Dr Rao opened with a concise introduction to quantum computing, covering what qubits are, how superposition and entanglement enable quantum advantage, the basics of gates and measurement (including Bloch sphere intuition), and why noise and error correction dominate system design. He briefly surveyed leading hardware platforms to frame where superconducting circuits fit in the landscape.
The session then traced two decades of progress across optical, trapped-ion, defect-center, and superconducting approaches, noting that fault tolerance remains elusive due to scalability and coherence limits. Focusing on planar cQED, Dr. Rao examined how LC resonators underpin the architecture: setting qubit and readout frequencies, engineering coupling rates, suppressing Purcell loss, and enabling multiplexed measurement. He emphasized how geometry and materials—lumped-element vs. coplanar designs, capacitor edge fields, and interface participation—govern internal quality factors and sensitivity to two-level system (TLS) defects at surfaces and interfaces.

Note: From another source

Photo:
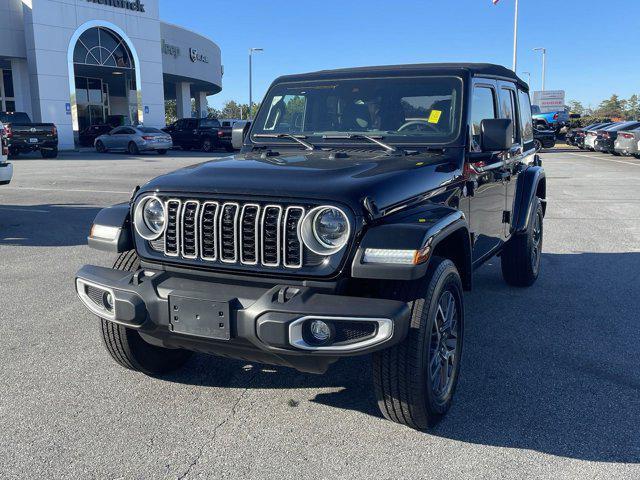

Practical design considerations included materials and processing (Al/Ta films on sapphire or Si, surface treatments), dielectric-field management (trenching, substrate removal, vacuum gaps), and microwave packaging to reduce crosstalk. He highlighted emerging directions—high-kinetic-inductance superinductors, improved Purcell filters, and quantum-limited amplification—that incrementally extend coherence. Yet, Dr. Rao argued, a commercial-grade, fault-tolerant machine remains out of reach: TLS-limited variability, fabrication yield, cryogenic control scaling, and the steep overheads of error correction keep the bar high, even as LC resonators continue to be the quiet workhorses enabling next-generation superconducting devices.